Say the Mission, Execute the Swarm: Agent-Enhanced LLM Reasoning in the Web-of-Drones
Andrea Iannoli, Lorenzo Gigli, Luca Sciullo, Angelo Trotta, Marco Di Felice
Why It Matters
What makes this one worth your time
This research explores the potential of LLMs in real-time UAV swarm management, a growing area of interest in autonomous systems and robotics, highlighting both capabilities and current limitations.
A framework for using LLMs in UAV swarm control shows promise but highlights execution challenges.
Summary
The paper presents a framework for UAV swarm control using large language models (LLMs) to interpret natural language mission objectives and execute them autonomously. It integrates an LLM-based Agent Core with a Model Context Protocol gateway and a Web-of-Drones abstraction to enable structured interactions and safe actuation. The framework is evaluated using simulations, revealing that while LLMs have strong reasoning abilities, they struggle with reliable execution without explicit grounding and support.
Key contributions
- Development of a mission-agnostic, agent-enhanced LLM framework for UAV swarm control.
- Integration of LLMs with a Model Context Protocol gateway and Web-of-Drones abstraction.
- Evaluation of the framework using simulations with multiple LLMs and swarm missions.
Notable insights
- Token consumption is not a reliable indicator of execution quality in LLM-driven swarm control.
- Task-specific planning tools and runtime guardrails significantly enhance the robustness of LLM-based systems.
Possible limitations
- Current LLMs struggle with reliable execution without explicit grounding and execution support.
- Not stated in the abstract
Abstract
arXiv:2605.03788v1 Announce Type: new Abstract: Large Language Models (LLMs) are increasingly explored as high-level reasoning engines for cyber-physical systems, yet their application to real-time UAV swarm management remains challenging due to heterogeneous interfaces, limited grounding, and the need for long-running closed-loop execution.

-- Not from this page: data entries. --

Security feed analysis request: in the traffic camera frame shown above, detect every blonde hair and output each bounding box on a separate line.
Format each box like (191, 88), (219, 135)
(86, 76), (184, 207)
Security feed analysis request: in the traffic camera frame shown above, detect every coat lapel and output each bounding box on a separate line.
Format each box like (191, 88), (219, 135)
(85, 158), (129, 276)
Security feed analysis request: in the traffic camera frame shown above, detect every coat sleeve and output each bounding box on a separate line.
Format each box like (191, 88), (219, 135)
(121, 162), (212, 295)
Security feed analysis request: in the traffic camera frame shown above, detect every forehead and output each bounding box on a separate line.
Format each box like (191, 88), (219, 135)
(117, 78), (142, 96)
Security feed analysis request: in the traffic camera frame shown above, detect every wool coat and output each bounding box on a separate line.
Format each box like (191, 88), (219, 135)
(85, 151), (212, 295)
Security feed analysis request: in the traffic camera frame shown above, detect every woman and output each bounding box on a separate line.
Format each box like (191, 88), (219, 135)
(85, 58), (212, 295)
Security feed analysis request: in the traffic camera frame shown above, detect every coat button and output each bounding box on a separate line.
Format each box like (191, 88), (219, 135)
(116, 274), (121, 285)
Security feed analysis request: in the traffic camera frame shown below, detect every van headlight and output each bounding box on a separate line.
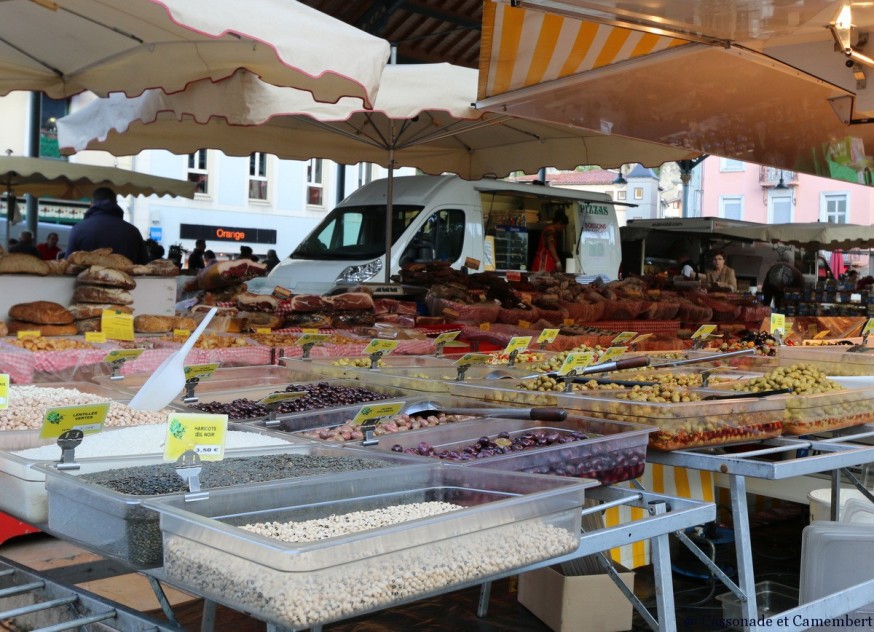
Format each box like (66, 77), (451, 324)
(336, 259), (382, 283)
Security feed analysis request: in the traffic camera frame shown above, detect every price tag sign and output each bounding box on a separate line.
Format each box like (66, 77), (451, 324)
(537, 329), (559, 345)
(771, 314), (786, 334)
(164, 413), (228, 462)
(558, 351), (595, 375)
(100, 309), (134, 340)
(434, 331), (461, 345)
(258, 391), (307, 406)
(504, 336), (531, 355)
(455, 353), (492, 366)
(692, 325), (716, 340)
(610, 331), (637, 347)
(85, 331), (106, 343)
(352, 402), (407, 426)
(364, 338), (400, 355)
(595, 347), (628, 364)
(0, 373), (9, 410)
(182, 362), (219, 382)
(39, 402), (109, 439)
(294, 333), (331, 347)
(103, 349), (145, 364)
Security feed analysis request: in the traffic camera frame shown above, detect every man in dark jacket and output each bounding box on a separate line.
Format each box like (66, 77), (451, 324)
(67, 187), (148, 264)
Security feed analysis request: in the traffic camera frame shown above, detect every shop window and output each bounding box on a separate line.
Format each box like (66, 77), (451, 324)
(188, 149), (209, 195)
(307, 158), (325, 206)
(249, 152), (267, 200)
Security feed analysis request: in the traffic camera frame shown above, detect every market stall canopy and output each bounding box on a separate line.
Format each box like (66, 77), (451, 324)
(477, 0), (874, 183)
(0, 0), (389, 105)
(58, 64), (696, 179)
(0, 156), (195, 200)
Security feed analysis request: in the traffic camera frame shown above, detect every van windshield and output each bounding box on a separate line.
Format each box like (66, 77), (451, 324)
(291, 204), (423, 261)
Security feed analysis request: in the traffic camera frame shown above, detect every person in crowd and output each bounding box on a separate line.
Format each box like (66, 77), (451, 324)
(188, 239), (206, 274)
(263, 248), (279, 272)
(67, 187), (148, 264)
(36, 233), (61, 261)
(9, 230), (42, 259)
(704, 250), (737, 292)
(762, 250), (804, 312)
(531, 210), (568, 272)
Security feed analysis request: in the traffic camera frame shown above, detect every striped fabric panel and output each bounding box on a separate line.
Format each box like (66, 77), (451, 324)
(604, 463), (715, 568)
(479, 2), (689, 98)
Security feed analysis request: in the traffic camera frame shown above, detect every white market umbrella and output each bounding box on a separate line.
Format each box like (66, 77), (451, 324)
(57, 64), (694, 274)
(0, 0), (389, 106)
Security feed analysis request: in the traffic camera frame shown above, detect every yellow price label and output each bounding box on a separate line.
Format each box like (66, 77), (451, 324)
(0, 373), (9, 410)
(182, 362), (219, 382)
(164, 413), (228, 461)
(455, 353), (492, 366)
(103, 349), (145, 364)
(364, 338), (400, 355)
(504, 336), (531, 354)
(85, 331), (106, 343)
(434, 331), (461, 345)
(692, 325), (716, 340)
(294, 333), (331, 347)
(595, 347), (628, 364)
(39, 402), (109, 439)
(537, 329), (559, 344)
(558, 351), (595, 375)
(100, 309), (134, 340)
(352, 402), (406, 426)
(771, 314), (786, 334)
(610, 331), (637, 347)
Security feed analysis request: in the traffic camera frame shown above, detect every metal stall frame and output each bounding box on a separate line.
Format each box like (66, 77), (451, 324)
(140, 487), (716, 632)
(647, 432), (874, 630)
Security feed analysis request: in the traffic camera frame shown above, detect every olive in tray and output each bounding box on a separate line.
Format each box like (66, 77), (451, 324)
(376, 417), (653, 485)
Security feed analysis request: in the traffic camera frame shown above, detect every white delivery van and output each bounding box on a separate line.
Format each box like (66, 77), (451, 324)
(248, 176), (622, 294)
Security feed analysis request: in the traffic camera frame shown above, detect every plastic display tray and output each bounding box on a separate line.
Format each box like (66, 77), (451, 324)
(452, 384), (786, 450)
(358, 417), (654, 485)
(0, 423), (296, 529)
(33, 443), (420, 568)
(147, 464), (588, 629)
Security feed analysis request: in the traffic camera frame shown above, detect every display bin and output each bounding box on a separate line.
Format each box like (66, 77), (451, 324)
(33, 443), (421, 569)
(777, 345), (874, 375)
(0, 423), (296, 529)
(358, 416), (654, 485)
(94, 366), (290, 398)
(147, 464), (595, 629)
(170, 375), (420, 421)
(452, 384), (786, 450)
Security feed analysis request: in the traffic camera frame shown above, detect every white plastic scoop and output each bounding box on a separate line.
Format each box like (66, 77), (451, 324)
(128, 307), (218, 411)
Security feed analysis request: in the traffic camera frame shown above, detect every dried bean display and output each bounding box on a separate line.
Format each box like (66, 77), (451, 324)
(191, 382), (390, 419)
(164, 519), (578, 628)
(292, 413), (475, 443)
(46, 452), (392, 568)
(733, 363), (874, 435)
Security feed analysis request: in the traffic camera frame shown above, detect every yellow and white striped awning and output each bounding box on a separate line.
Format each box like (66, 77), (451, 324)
(479, 1), (690, 99)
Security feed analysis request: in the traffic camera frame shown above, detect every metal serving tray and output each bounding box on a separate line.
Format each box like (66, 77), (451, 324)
(147, 464), (594, 629)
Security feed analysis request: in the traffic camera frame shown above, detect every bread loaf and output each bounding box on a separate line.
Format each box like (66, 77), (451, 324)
(73, 285), (134, 305)
(67, 303), (134, 321)
(9, 301), (73, 325)
(9, 320), (79, 336)
(134, 314), (176, 334)
(0, 253), (51, 276)
(76, 266), (137, 290)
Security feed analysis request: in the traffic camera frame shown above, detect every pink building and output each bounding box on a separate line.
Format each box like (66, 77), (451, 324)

This paper presents a mission-agnostic, agent-enhanced LLM framework for UAV swarm control, where users express mission objectives in natural language and the system autonomously executes them through grounded, real-time interactions. The proposed architecture combines an LLM-based Agent Core with a Model Context Protocol (MCP) gateway and a Web-of-Drones abstraction based on W3C Web of Things (WoT) standards. By exposing drones, sensors, and services as standardized WoT Things, the framework enables structured tool-based interaction, continuous state observation, and safe actuation without relying on code generation. We evaluate the framework using ArduPilot-based simulation across four swarm missions and six state-of-the-art LLMs. Results show that, despite strong reasoning abilities, current general-purpose LLMs still struggle to achieve reliable execution - even for simple swarm tasks - when operating without explicit grounding and execution support. Task-specific planning tools and runtime guardrails substantially improve robustness, while token consumption alone is not indicative of execution quality or reliability.